Quando o vemos com sua máscara de folinha, forma que mais das vezes se apresenta, começa a confusão. Porque o tempo aí aparece como fato, como a encarnação da precisão. O tempo, concebido em sua forma mais simples, como data, se confunde com o fato e torna-se então mais importante do que o fenômeno. Contudo, ele nos enganou mais uma vez, fazendo-nos confiar no rigor da data como requisito da verdade histórica. Fez-nos acreditar que a História é uma ciência exata, quando não é, produzindo com essa farsa burlesca a mais perfeita manifestação do engano, o positivismo, manifestação do século retrasado.
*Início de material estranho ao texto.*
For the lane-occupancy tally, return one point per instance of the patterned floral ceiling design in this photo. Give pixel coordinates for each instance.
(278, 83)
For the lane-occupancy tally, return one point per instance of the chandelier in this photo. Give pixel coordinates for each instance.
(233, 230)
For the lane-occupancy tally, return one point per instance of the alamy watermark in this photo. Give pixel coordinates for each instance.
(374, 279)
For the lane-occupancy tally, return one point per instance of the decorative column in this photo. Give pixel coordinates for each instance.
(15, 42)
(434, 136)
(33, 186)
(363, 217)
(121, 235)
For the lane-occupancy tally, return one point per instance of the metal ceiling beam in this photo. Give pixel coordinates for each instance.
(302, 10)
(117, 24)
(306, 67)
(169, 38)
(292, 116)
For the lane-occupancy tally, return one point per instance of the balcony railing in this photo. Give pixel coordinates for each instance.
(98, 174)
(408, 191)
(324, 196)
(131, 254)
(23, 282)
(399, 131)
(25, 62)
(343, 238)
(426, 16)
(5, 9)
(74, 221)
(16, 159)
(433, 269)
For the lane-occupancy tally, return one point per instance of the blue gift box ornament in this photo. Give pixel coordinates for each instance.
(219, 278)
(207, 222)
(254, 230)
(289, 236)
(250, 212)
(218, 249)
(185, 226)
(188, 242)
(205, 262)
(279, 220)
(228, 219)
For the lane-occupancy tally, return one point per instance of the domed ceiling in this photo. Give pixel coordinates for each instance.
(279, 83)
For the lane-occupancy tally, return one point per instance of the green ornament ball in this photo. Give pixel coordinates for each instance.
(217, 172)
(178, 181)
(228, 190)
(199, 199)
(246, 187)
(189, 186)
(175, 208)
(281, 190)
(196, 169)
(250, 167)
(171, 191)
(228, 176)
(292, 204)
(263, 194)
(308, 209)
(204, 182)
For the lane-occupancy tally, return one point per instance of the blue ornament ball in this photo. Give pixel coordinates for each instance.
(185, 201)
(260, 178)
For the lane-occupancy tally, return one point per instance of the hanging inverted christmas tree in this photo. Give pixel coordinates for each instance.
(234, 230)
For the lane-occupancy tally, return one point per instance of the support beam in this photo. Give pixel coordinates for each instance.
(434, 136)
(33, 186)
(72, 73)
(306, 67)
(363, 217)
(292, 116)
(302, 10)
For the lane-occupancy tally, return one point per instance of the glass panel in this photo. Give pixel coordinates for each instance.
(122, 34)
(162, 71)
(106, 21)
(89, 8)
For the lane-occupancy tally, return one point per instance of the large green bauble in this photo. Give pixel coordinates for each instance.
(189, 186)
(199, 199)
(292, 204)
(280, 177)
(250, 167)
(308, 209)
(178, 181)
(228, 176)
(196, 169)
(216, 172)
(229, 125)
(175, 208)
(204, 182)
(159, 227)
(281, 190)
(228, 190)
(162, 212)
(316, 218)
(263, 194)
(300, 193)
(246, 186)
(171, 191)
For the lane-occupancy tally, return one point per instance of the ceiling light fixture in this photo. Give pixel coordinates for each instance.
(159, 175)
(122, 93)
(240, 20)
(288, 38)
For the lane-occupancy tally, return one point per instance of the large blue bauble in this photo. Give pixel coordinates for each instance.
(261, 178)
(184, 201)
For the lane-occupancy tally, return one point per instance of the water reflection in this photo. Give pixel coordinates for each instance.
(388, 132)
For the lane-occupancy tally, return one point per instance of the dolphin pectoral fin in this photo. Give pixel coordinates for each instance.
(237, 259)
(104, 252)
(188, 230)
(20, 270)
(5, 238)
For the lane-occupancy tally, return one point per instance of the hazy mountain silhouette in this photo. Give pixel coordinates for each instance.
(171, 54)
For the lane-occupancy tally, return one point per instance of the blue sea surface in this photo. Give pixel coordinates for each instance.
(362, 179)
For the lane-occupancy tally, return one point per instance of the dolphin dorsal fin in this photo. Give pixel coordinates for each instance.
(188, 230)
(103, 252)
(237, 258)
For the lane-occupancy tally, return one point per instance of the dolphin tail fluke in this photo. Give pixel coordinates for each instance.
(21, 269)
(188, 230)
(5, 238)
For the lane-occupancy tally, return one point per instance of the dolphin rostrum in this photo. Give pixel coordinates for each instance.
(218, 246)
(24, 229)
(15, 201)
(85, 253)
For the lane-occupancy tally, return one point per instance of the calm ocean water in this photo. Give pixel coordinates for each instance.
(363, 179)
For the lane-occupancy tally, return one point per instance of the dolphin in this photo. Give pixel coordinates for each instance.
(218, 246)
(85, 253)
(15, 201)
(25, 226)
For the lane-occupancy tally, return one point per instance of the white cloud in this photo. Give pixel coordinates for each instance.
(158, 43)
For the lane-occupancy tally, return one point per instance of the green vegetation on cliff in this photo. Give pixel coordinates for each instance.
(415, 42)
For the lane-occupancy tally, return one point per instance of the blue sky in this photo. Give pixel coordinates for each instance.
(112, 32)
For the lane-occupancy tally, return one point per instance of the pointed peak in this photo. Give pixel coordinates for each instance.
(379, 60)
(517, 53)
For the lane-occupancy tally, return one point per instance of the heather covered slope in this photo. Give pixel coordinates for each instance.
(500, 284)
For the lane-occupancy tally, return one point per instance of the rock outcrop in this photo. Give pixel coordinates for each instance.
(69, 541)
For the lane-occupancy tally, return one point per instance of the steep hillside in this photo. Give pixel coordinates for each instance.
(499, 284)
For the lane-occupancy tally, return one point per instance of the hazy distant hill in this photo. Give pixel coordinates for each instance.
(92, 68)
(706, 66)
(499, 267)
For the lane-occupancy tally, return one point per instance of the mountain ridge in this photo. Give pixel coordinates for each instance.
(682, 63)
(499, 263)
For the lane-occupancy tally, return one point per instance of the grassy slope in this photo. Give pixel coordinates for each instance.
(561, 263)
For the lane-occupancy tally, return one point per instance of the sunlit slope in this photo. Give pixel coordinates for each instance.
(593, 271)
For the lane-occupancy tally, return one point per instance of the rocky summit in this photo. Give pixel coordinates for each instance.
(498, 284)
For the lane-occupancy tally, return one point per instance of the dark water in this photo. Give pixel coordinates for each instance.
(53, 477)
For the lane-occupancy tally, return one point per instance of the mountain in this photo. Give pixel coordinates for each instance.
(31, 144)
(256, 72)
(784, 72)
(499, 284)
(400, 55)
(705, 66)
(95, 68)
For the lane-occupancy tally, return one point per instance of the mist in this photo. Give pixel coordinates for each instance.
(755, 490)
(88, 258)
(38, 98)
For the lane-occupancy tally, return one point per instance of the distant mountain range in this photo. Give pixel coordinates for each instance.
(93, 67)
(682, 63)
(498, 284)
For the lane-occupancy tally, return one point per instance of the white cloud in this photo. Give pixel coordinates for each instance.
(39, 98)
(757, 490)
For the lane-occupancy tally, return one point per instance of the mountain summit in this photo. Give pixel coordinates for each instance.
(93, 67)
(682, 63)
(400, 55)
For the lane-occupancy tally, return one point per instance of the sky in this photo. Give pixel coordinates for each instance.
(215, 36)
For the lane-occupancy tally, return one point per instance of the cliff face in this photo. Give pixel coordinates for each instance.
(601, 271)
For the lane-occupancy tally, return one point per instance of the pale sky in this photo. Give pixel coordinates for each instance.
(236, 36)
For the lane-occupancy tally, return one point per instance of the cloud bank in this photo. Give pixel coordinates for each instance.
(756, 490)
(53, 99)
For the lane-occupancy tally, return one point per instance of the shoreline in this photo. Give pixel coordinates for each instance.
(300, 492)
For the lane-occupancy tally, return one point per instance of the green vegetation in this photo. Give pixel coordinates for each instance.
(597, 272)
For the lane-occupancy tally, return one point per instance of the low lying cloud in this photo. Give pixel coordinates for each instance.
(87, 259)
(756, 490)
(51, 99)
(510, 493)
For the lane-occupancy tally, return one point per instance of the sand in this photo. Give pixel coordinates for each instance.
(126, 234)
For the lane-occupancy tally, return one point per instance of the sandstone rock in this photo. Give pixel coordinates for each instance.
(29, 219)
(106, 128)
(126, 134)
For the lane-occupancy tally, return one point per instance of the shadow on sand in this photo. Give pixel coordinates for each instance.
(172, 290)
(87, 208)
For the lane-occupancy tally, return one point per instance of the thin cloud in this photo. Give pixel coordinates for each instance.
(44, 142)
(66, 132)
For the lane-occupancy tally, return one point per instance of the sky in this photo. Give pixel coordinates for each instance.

Vá você, amante leigo da História, acreditar nessa figura mutante e verá onde se meteu. O Brasil foi descoberto em 1500. A revolução Francesa começou em 1789 ou, mais simplesmente, estamos no ano de 2017 d.C. Tem certeza? Alguns sustentam que o Brasil foi descoberto um ano e meio antes de Cabral aportar nessas plagas pelo navegador português Duarte Pacheco[1]. A Revolução Francesa iniciou realmente com a tomada da Bastilha, ou foi com a decapitação de Maria Antonieta e Luiz XVI? Outros sustentam que não estamos em 2017, mas em 2012, pois o calendário que inicia com o nascimento de Cristo estaria errado em cinco anos.
Caro leitor não desmaie ainda, fique acordado para saborear a confusão. Somente o erro no calendário torna todas as datas da nossa história erradas, se as entendermos como necessariamente precisas, matematicamente precisas. E para aumentar a confusão do leitor alerto que a afirmação: o Brasil foi descoberto em 1500 é totalmente vaga e imprecisa. Senão, vejamos, em 1500 o Brasil não existia, e sim o território onde ele seria construído, logo não poderia ser descoberto. Como foi descoberto em 1500? Há vestígios arqueológicos que demonstram a chegada dos primeiros homens, nessa parte do continente americano onde seria construído o Brasil, a aproximadamente 11.500 anos, muito antes dos portugueses portanto. E o Duarte Pacheco? Se aceitarmos aos questionamentos acima, nem ele nem Cabral “descobriram” o Brasil. Durma-se com um barulho desses.
O tempo como expressão da folinha é apenas um marcador relativo, que nos permite as noções do “antes” e do “depois”. Contudo, quando sua determinação é regida por operações lógicas e sociais queda-se uma entidade cambiável. Enfim, nem esse tempo, que parecia tão exato, salvou-se da confusão armada pelos historiadores (que por isso mesmo não se entendem). Muitas vezes esse tempo é convencional, outras vezes é constatável como data (a data de um decreto, por exemplo). Paradoxalmente é no primeiro caso onde encontramos a essência da História enquanto atividade intelectual. Segundo afirmou um grande historiador a precisão factual não é mérito, mas obrigação do historiador. Contudo, para que nos aproximemos dessa precisão é necessário que tenhamos uma percepção mais sofisticada daquilo que é o tempo para a História. O verdadeiro “tempo” com que se defronta o estudioso é aquele indicado por Marc Bloch, ou seja, o plasma onde estão os fenômenos sociais que devemos nos esforçar para captar. O resto é data. A sabedoria popular já o percebeu com mais clareza do que sábios doutores essa essencialidade histórica do tempo: o tempo em que se amarrava cachorro com lingüiça e que um fiapo do bigode garantia a palavra empenhada. Tempo imaginário, mas ainda assim tempo social.
[1] ISTO É. O verdadeiro Cabral. 26/11/1997.